Il y a une dizaine d’années, trois pays se déclaraient ouvertement laïcs : la France, la Turquie et l’Irak. L’Irak est aujourd’hui livrée aux violences entre sunnites et chiites, la Turquie vient d’élire un président qui refuse que sa femme apparaisse en public non voilée et qui vient d’autoriser l’usage du foulard à l’université, reste la France qui, à dire vrai, était déjà le seul pays authentiquement laïc des trois. En France, il n’y a pas de religion d’Etat contrairement à la plupart des monarchies européennes (Royaume-Uni, Danemark...), les prêtres ne sont pas des fonctionnaires, contrairement à l’Allemagne ou à l’Irlande, il n’y a pas de délit de blasphème comme en Pologne, on ne prête jamais serment sur la Bible comme aux Etats-Unis. Mieux encore, la France est certainement le seul pays du monde à avoir développé l’idée de temple laïc avec le Panthéon : la République a cherché à se sacraliser et à priver petit à petit la religion de ses prérogatives.

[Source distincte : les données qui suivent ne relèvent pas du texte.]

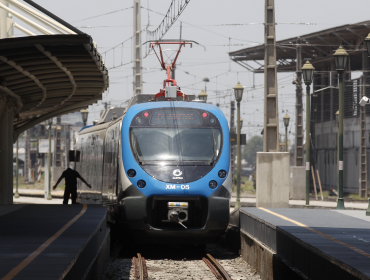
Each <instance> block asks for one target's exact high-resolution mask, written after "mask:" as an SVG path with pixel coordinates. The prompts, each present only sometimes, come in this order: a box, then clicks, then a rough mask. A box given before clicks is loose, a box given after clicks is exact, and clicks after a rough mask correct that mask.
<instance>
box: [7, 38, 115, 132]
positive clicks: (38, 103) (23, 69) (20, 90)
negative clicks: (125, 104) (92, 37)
mask: <svg viewBox="0 0 370 280" xmlns="http://www.w3.org/2000/svg"><path fill="white" fill-rule="evenodd" d="M0 41H1V44H0V92H3V93H5V94H8V95H10V96H12V97H14V98H16V99H17V102H16V106H17V112H18V114H17V115H16V117H15V119H14V134H15V136H16V135H19V133H21V132H23V131H25V130H26V129H28V128H31V127H33V126H34V125H36V124H38V123H40V122H42V121H45V120H47V119H50V118H52V117H55V116H59V115H63V114H67V113H70V112H75V111H77V110H80V109H83V108H86V107H87V106H89V105H91V104H93V103H95V102H97V101H98V100H100V99H102V94H103V92H104V91H105V90H106V89H107V87H108V84H109V80H108V71H107V69H106V68H105V66H104V61H103V59H102V57H101V55H100V54H99V53H98V51H97V47H96V45H95V44H94V43H93V41H92V38H91V37H90V36H89V35H87V34H76V35H75V34H73V35H69V34H63V35H52V36H50V35H41V36H29V37H20V38H7V39H1V40H0ZM15 139H16V137H15Z"/></svg>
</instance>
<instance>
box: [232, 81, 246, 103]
mask: <svg viewBox="0 0 370 280" xmlns="http://www.w3.org/2000/svg"><path fill="white" fill-rule="evenodd" d="M243 91H244V87H243V86H242V85H241V84H240V82H238V84H237V85H236V86H235V87H234V94H235V99H236V101H238V102H240V101H242V99H243Z"/></svg>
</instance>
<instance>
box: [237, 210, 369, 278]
mask: <svg viewBox="0 0 370 280" xmlns="http://www.w3.org/2000/svg"><path fill="white" fill-rule="evenodd" d="M240 229H241V230H242V232H244V233H246V234H248V235H250V236H252V237H253V238H255V239H257V240H259V241H260V242H261V243H263V244H265V245H266V246H267V247H269V248H270V249H272V250H273V251H274V252H275V253H276V254H278V255H279V256H281V257H283V258H284V259H286V260H287V261H288V262H289V263H290V264H292V265H293V266H294V267H295V268H296V269H298V270H299V271H301V272H302V273H303V274H304V275H305V276H307V277H308V278H310V279H370V265H369V264H370V217H366V215H365V211H359V210H340V211H338V210H323V209H292V208H284V209H282V208H275V209H274V208H271V209H264V208H250V207H247V208H241V209H240ZM325 277H326V278H325Z"/></svg>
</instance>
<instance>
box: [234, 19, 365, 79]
mask: <svg viewBox="0 0 370 280" xmlns="http://www.w3.org/2000/svg"><path fill="white" fill-rule="evenodd" d="M369 33H370V21H364V22H359V23H356V24H346V25H342V26H338V27H334V28H329V29H325V30H322V31H319V32H314V33H309V34H305V35H301V36H297V37H293V38H289V39H285V40H281V41H277V42H276V63H277V70H278V72H295V71H296V57H297V47H298V46H301V47H302V66H303V63H304V62H305V59H307V58H308V59H310V62H311V63H312V64H313V66H314V67H315V68H316V71H327V70H328V69H330V67H331V65H332V62H333V60H334V58H333V54H334V52H335V51H336V49H338V47H339V46H340V45H342V46H343V47H344V48H345V49H346V50H347V52H348V54H349V55H350V69H349V70H352V71H353V70H362V69H363V65H362V61H363V53H364V52H366V46H365V44H364V39H365V38H366V37H367V35H368V34H369ZM229 56H230V58H231V59H232V60H233V61H235V62H236V63H238V64H239V65H241V66H242V67H244V68H246V69H248V70H250V71H252V72H255V73H263V72H264V62H263V60H264V58H265V45H264V44H263V45H259V46H255V47H250V48H245V49H242V50H238V51H234V52H230V53H229ZM366 57H367V54H366ZM302 66H301V67H302Z"/></svg>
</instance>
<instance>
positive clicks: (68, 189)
mask: <svg viewBox="0 0 370 280" xmlns="http://www.w3.org/2000/svg"><path fill="white" fill-rule="evenodd" d="M69 196H71V199H72V204H76V199H77V187H76V186H73V187H71V186H66V188H65V190H64V199H63V204H68V200H69Z"/></svg>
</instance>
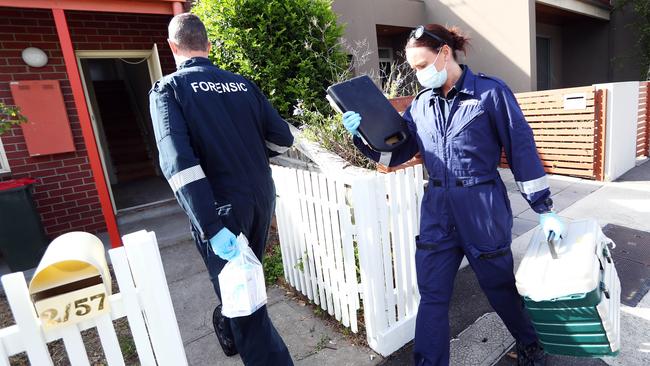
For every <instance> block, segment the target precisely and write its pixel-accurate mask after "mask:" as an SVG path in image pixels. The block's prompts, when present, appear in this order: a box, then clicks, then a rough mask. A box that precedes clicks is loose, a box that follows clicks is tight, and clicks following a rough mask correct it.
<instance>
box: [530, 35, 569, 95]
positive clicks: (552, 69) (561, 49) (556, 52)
mask: <svg viewBox="0 0 650 366" xmlns="http://www.w3.org/2000/svg"><path fill="white" fill-rule="evenodd" d="M536 28H537V36H540V37H546V38H550V40H551V89H557V88H562V87H563V85H562V83H563V80H564V79H563V74H562V69H563V68H562V27H561V26H558V25H552V24H544V23H537V27H536Z"/></svg>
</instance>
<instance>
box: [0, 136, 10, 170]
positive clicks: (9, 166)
mask: <svg viewBox="0 0 650 366" xmlns="http://www.w3.org/2000/svg"><path fill="white" fill-rule="evenodd" d="M6 173H11V167H10V166H9V160H7V154H6V153H5V148H4V145H3V144H2V138H0V174H6Z"/></svg>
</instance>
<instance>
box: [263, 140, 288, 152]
mask: <svg viewBox="0 0 650 366" xmlns="http://www.w3.org/2000/svg"><path fill="white" fill-rule="evenodd" d="M266 147H268V148H269V150H271V151H275V152H276V153H278V154H284V153H285V152H286V151H287V150H289V148H290V147H291V146H280V145H276V144H274V143H272V142H269V141H266Z"/></svg>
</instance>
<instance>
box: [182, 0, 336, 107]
mask: <svg viewBox="0 0 650 366" xmlns="http://www.w3.org/2000/svg"><path fill="white" fill-rule="evenodd" d="M192 12H193V13H195V14H196V15H198V16H199V17H200V18H201V19H202V20H203V22H204V23H205V25H206V28H207V30H208V36H209V38H210V39H211V40H212V41H214V42H215V43H214V44H213V47H212V51H211V53H210V57H211V59H212V61H213V62H214V63H215V64H216V65H218V66H219V67H221V68H223V69H225V70H228V71H232V72H236V73H238V74H241V75H244V76H245V77H247V78H249V79H250V80H252V81H253V82H255V83H256V84H258V85H259V86H260V88H261V89H262V91H263V92H264V94H265V95H266V96H267V97H268V98H269V100H270V101H271V103H272V104H273V106H274V107H275V108H276V109H277V110H278V111H279V112H280V114H281V115H282V116H284V117H285V118H290V117H291V112H292V111H293V109H294V107H295V105H296V104H297V103H298V101H302V102H303V103H304V104H305V105H308V106H310V107H311V106H312V105H313V106H316V108H318V109H322V108H324V107H325V106H326V102H325V99H324V96H325V89H326V88H327V87H328V86H329V85H330V84H331V83H332V82H333V81H334V80H338V79H340V78H341V75H342V74H345V73H346V72H347V56H346V54H345V52H343V49H342V46H341V44H340V43H339V41H340V38H341V36H342V35H343V27H342V26H340V25H338V24H337V23H336V14H335V13H334V12H333V11H332V7H331V1H330V0H199V1H198V2H197V3H196V4H195V5H194V7H193V8H192Z"/></svg>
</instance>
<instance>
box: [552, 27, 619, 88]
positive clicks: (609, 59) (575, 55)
mask: <svg viewBox="0 0 650 366" xmlns="http://www.w3.org/2000/svg"><path fill="white" fill-rule="evenodd" d="M563 35H564V40H563V44H562V59H563V62H562V64H563V70H562V75H563V79H564V83H563V84H564V85H563V86H564V87H573V86H585V85H591V84H597V83H605V82H608V81H609V64H610V62H609V60H610V57H611V54H610V52H609V42H608V39H609V23H608V22H604V21H598V20H590V19H585V20H582V21H578V22H573V23H571V24H567V25H565V26H564V28H563Z"/></svg>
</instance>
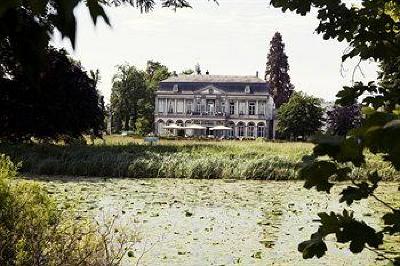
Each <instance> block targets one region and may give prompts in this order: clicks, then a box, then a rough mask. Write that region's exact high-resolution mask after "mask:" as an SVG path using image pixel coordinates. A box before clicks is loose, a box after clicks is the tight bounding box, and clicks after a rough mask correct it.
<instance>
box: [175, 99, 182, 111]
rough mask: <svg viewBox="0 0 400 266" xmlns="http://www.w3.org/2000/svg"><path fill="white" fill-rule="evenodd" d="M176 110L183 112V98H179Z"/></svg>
mask: <svg viewBox="0 0 400 266" xmlns="http://www.w3.org/2000/svg"><path fill="white" fill-rule="evenodd" d="M176 112H177V113H180V114H181V113H183V100H178V101H177V103H176Z"/></svg>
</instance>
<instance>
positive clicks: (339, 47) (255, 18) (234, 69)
mask: <svg viewBox="0 0 400 266" xmlns="http://www.w3.org/2000/svg"><path fill="white" fill-rule="evenodd" d="M219 2H220V5H219V6H218V5H216V4H215V3H213V2H212V1H206V0H202V1H201V0H193V1H192V3H193V9H185V10H178V11H177V12H173V11H171V10H168V9H162V8H156V9H155V10H154V11H153V12H151V13H149V14H140V12H139V11H138V10H136V9H134V8H131V7H120V8H110V9H107V13H108V14H109V17H110V19H111V22H112V25H113V26H112V28H110V27H108V26H106V25H105V24H104V23H98V25H97V26H96V27H95V26H93V24H92V23H91V20H90V16H89V14H88V12H87V10H86V9H85V8H82V7H80V8H78V9H77V10H76V15H77V17H78V32H77V46H76V49H75V51H72V49H71V48H70V46H69V45H68V43H67V42H61V41H60V39H59V36H55V38H54V42H55V43H56V45H57V46H64V47H67V48H68V50H69V51H70V52H71V53H72V55H73V56H74V57H75V58H76V59H78V60H81V62H82V64H83V65H84V66H85V67H86V68H87V69H97V68H98V69H100V71H101V76H102V83H101V84H100V89H101V91H102V92H103V94H104V95H105V96H106V99H108V98H109V95H110V93H111V78H112V76H113V74H114V72H115V66H116V65H117V64H122V63H124V62H128V63H131V64H135V65H136V66H138V67H145V63H146V61H147V60H149V59H153V60H158V61H160V62H161V63H163V64H165V65H167V66H168V67H169V68H170V69H171V70H176V71H181V70H183V69H186V68H189V67H194V65H195V64H196V63H197V62H199V63H200V65H201V66H202V68H203V70H207V69H208V70H210V72H211V73H212V74H244V75H251V74H255V72H256V71H259V72H260V74H261V75H263V72H264V69H265V63H266V55H267V52H268V48H269V41H270V39H271V38H272V36H273V34H274V33H275V32H276V31H279V32H281V33H282V35H283V39H284V42H285V43H286V52H287V55H288V56H289V64H290V68H291V71H290V75H291V78H292V82H293V83H294V85H295V86H296V89H298V90H303V91H305V92H307V93H308V94H312V95H315V96H318V97H322V98H325V99H329V100H331V99H333V98H334V96H335V94H336V93H337V91H338V90H339V89H340V88H341V87H342V86H343V85H349V84H350V82H351V79H352V77H351V76H352V74H351V73H352V71H350V70H351V69H352V66H354V65H355V63H354V62H351V63H347V64H345V68H347V69H349V71H347V72H346V73H345V74H346V75H345V76H344V77H342V75H341V73H340V70H341V60H340V58H341V56H342V54H343V50H344V49H345V48H346V44H343V43H338V42H337V41H334V40H332V41H324V40H322V37H321V36H319V35H317V34H315V33H314V29H315V28H316V26H317V25H318V21H317V19H316V18H315V14H310V15H309V16H306V17H301V16H299V15H296V14H292V13H290V12H288V13H282V12H281V11H280V10H279V9H275V8H272V7H270V6H268V5H267V2H266V1H265V0H246V1H243V0H220V1H219ZM363 69H364V72H365V74H366V76H367V77H366V78H365V79H366V80H369V79H375V77H376V74H375V72H376V66H375V65H374V64H364V66H363Z"/></svg>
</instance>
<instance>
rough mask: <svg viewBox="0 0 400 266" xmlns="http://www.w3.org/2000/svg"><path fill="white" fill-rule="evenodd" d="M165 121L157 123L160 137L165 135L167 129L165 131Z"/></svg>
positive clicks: (157, 133)
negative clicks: (164, 134) (164, 121)
mask: <svg viewBox="0 0 400 266" xmlns="http://www.w3.org/2000/svg"><path fill="white" fill-rule="evenodd" d="M164 126H165V124H164V120H162V119H160V120H158V121H157V134H158V135H164V134H165V132H164V131H165V129H164Z"/></svg>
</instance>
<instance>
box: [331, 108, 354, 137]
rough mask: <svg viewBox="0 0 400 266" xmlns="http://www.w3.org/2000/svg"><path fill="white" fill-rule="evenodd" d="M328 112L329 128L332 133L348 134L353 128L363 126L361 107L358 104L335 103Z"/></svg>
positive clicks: (339, 134) (343, 135)
mask: <svg viewBox="0 0 400 266" xmlns="http://www.w3.org/2000/svg"><path fill="white" fill-rule="evenodd" d="M326 114H327V116H328V117H327V129H328V132H329V133H330V134H333V135H339V136H346V134H347V132H348V131H350V130H351V129H354V128H358V127H360V126H361V108H360V106H359V105H358V104H352V105H349V106H340V105H335V106H334V107H333V108H332V110H329V111H327V112H326Z"/></svg>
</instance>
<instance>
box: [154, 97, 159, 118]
mask: <svg viewBox="0 0 400 266" xmlns="http://www.w3.org/2000/svg"><path fill="white" fill-rule="evenodd" d="M155 101H156V102H155V104H154V114H158V113H159V112H160V108H159V106H158V97H156V100H155Z"/></svg>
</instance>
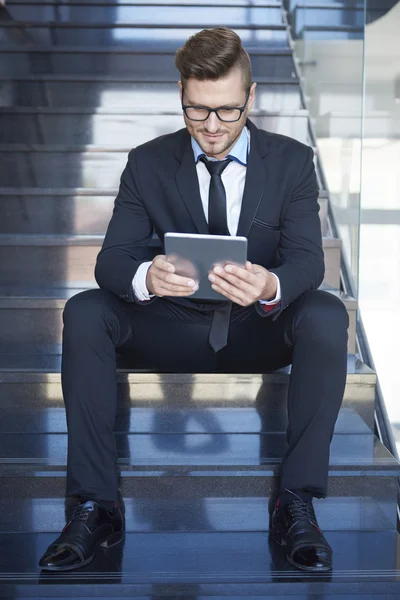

Ne nous y trompons pas, revenir sur la loi de 1905, quels que soient les motifs invoqués, ce serait accomplir un acte de dé-civilisation. Les Français ne souhaitent pas cette évolution, ils sont fiers, à juste titre, de ce particularisme qui est si profondément ancré dans l’histoire de notre pays. Ils puniront sévèrement les responsables qui le remettront en cause.